De quoi ces autorités chrétiennes locales sont-elles le porte-parole, lorsqu'en guise de caution elles se réclament directement de la lignée des apôtres juifs de Jésus, tout en adoptant finalement les positions du Fatah, fer de lance de l'islam? Pourquoi des protestants évangéliques américains ne seraient-ils pas aussi représentatifs et aussi pertinents lorsqu'ils se déclarent, au nom de leur foi biblique, solidaires de la souveraineté israélienne?

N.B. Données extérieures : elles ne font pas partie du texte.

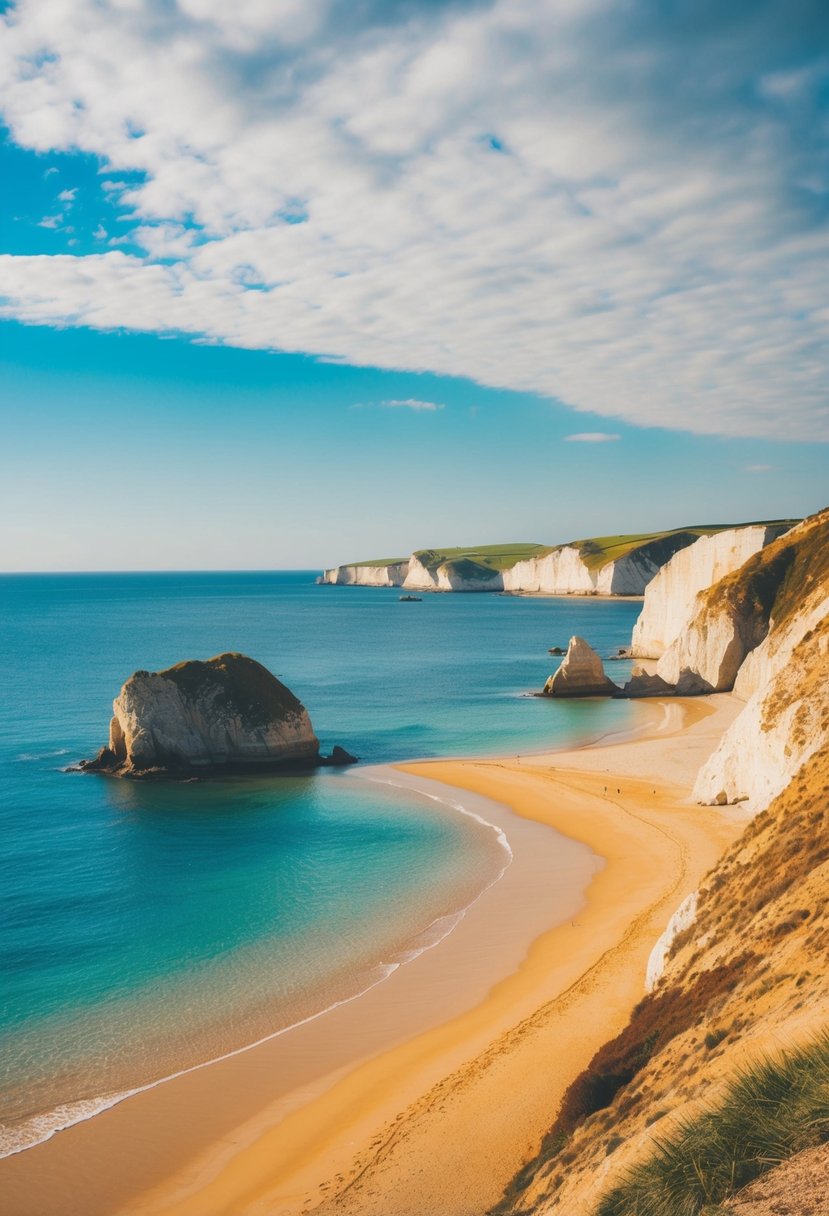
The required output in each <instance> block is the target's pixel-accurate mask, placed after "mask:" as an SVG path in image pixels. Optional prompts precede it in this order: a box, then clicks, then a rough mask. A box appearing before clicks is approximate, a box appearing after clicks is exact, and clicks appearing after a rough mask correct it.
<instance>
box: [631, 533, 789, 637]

Le Mont du Temple est un lieu saint vital pour les Juifs; il est aussi, par ses vestiges, le témoin de la foi de Jésus, lui-même fervent pratiquant du Temple de Jérusalem. Un Jésus déjudaïsé ne serait plus qu'un triste gourou du New Age.

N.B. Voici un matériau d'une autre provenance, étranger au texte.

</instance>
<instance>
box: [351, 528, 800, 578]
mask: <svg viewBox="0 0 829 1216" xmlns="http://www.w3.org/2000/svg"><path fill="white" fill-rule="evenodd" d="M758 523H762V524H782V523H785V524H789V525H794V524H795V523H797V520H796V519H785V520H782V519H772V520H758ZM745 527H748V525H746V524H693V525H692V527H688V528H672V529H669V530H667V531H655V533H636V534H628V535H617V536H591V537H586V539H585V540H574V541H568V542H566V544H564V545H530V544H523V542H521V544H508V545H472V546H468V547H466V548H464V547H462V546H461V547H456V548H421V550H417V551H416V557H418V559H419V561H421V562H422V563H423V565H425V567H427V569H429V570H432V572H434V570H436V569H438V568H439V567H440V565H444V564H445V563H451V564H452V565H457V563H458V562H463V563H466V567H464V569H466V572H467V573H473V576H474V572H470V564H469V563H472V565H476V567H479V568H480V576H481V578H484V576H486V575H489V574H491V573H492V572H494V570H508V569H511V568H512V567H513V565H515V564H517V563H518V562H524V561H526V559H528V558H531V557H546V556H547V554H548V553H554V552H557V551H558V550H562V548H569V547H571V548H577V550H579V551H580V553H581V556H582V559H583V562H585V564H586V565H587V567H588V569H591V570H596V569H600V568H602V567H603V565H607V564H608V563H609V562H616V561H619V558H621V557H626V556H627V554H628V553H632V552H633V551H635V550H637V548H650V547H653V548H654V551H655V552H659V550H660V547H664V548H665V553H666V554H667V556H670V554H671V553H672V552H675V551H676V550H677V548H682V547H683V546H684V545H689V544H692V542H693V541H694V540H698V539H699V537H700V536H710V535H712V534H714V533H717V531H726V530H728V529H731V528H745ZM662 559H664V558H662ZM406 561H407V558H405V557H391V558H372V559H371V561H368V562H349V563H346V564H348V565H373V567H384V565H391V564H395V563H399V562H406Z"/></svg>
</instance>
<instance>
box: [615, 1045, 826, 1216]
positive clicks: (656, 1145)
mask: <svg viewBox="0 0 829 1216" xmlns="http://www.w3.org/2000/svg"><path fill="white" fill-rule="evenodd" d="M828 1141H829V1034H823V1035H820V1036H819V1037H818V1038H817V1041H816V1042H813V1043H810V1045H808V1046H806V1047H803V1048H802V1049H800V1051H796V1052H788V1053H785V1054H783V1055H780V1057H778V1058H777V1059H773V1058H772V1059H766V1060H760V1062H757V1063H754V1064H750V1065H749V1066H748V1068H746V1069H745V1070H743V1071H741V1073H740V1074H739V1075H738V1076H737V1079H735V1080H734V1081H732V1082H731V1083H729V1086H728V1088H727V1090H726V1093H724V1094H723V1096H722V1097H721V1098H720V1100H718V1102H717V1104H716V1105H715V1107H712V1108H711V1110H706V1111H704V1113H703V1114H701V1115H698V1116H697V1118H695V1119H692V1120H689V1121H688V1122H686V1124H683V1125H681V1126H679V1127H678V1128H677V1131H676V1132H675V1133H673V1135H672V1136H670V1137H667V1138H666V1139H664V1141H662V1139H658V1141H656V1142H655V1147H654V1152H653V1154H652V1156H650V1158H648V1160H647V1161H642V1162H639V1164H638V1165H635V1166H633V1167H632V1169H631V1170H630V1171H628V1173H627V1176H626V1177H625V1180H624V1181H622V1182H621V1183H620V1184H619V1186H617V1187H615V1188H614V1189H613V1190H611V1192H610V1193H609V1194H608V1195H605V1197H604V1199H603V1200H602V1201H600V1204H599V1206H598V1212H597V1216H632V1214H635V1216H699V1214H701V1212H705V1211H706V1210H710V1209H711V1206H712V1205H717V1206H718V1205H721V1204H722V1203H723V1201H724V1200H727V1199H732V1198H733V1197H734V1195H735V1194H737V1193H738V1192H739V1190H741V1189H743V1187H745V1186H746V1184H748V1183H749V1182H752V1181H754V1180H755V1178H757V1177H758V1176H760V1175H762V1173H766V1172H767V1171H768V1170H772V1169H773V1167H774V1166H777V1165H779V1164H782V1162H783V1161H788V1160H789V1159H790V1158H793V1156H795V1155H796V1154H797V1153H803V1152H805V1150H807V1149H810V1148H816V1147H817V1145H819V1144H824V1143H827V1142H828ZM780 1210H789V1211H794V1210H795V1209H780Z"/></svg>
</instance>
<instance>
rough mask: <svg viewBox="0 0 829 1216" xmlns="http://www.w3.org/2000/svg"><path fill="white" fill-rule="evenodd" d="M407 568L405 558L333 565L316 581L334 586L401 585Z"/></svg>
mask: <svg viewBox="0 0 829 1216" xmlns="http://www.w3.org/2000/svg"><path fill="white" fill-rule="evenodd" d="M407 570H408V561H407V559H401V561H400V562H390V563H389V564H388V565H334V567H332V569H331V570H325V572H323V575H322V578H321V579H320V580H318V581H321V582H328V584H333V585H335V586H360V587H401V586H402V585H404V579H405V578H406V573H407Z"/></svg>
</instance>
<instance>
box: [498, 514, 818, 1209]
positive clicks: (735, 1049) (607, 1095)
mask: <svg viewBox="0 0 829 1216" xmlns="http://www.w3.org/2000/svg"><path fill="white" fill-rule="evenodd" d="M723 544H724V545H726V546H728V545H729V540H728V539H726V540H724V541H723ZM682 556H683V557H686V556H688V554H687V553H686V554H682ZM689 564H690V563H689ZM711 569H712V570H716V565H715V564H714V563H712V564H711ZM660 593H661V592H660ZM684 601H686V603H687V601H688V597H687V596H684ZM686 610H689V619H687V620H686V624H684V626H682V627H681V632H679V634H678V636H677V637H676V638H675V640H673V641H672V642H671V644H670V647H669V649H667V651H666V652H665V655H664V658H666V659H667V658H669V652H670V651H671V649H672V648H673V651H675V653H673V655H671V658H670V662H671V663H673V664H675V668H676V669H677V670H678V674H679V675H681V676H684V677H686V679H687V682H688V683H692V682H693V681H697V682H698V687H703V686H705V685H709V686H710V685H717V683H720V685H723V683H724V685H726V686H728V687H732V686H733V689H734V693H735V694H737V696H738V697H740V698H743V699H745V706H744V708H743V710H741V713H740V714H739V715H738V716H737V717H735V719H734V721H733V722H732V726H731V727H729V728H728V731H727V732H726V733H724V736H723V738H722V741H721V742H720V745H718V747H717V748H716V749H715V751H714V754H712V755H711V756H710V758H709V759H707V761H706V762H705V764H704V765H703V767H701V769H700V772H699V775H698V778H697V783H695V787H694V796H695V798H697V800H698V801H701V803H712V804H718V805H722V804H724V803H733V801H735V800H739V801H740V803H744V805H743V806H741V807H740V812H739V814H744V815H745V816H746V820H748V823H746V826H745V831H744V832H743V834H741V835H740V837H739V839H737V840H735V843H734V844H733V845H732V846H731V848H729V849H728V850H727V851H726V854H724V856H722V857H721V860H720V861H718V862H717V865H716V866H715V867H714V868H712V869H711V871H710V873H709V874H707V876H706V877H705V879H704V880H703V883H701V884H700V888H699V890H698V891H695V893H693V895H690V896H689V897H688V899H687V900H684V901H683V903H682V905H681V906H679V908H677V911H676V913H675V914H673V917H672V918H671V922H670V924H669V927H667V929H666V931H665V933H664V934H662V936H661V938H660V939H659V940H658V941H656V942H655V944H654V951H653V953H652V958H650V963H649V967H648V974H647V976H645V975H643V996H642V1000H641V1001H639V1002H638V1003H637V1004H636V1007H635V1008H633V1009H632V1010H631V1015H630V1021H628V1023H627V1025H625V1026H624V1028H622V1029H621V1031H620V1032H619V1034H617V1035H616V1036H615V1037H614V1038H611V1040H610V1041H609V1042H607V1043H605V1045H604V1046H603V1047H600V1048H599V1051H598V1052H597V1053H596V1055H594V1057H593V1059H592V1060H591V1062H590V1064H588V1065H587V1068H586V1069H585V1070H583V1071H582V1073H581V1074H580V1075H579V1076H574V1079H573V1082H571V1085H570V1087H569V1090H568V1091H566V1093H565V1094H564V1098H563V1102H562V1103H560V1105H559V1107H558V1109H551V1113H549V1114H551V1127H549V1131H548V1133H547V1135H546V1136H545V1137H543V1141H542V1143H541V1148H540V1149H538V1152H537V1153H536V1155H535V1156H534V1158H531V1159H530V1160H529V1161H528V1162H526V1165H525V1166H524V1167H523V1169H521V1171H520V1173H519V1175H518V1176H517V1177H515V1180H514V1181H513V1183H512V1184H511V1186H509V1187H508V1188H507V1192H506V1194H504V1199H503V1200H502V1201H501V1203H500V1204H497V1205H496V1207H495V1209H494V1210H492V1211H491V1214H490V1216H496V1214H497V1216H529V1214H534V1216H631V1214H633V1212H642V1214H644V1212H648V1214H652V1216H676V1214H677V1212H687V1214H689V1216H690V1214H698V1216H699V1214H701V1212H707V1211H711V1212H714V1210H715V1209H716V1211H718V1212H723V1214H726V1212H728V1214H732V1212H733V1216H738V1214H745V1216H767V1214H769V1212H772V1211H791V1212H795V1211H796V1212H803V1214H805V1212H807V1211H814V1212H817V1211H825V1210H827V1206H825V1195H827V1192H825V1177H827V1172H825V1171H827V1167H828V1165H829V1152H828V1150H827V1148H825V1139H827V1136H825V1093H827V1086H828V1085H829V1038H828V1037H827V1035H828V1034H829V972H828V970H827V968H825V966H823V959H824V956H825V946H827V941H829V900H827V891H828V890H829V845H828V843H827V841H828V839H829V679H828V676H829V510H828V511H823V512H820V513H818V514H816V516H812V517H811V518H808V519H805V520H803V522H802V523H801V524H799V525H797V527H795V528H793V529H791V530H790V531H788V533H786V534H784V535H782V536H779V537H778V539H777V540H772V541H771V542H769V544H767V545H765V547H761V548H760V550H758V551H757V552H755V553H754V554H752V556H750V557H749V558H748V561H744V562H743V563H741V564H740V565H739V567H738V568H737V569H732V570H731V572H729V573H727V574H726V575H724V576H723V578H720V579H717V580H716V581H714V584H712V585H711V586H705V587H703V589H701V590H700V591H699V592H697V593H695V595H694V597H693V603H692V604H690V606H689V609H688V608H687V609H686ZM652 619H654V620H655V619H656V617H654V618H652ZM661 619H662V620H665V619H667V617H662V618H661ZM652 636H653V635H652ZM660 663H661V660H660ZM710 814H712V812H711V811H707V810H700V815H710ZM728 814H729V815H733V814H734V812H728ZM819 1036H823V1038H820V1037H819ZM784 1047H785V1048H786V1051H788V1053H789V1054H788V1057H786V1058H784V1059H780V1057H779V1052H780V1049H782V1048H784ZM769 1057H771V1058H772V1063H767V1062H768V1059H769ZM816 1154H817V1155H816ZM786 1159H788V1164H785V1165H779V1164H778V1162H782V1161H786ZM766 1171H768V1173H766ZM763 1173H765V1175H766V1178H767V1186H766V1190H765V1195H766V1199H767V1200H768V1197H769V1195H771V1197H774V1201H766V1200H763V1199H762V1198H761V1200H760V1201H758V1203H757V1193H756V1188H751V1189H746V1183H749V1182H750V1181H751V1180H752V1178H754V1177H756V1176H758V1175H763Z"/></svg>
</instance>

Le troisième lieu saint de l'islam est, lui aussi, respectable, et la situation générale éprouvante des Palestiniens, dans les Territoires disputés, ne peut laisser personne indifférent. Elle appelle d'urgence des solidarités d'entraide, ainsi que l'exigence de solutions politiques par des accords négociés avec Israël, mettant ainsi fin à l'engrenage attentats/représailles.

Toutefois, il faudra appliquer le principe de réciprocité dans la reconnaissance mutuelle des droits, et ne pas accepter une vision unilatérale. Il y a dix ans, dans l'encyclique "Redemptoris missio", Jean-Paul II recommandait aux catholiques de prendre la mesure de l'environnement inter-religieux qui caractérise notre époque. Cela veut dire, comme le souligne Henri Tinq, que le dialogue avec le judaïsme et avec l'islam doit être différencié: si le judaïsme est constitutif du christianisme, l'islam est étranger à sa foi.
Une conscience claire des différences ne pourra que favoriser toutes les initiatives constructives que Chrétiens, Juifs, et Musulmans réaliseront, dans un nouveau partenariat aux couleurs de l'espérance d'une planète plus pacifique.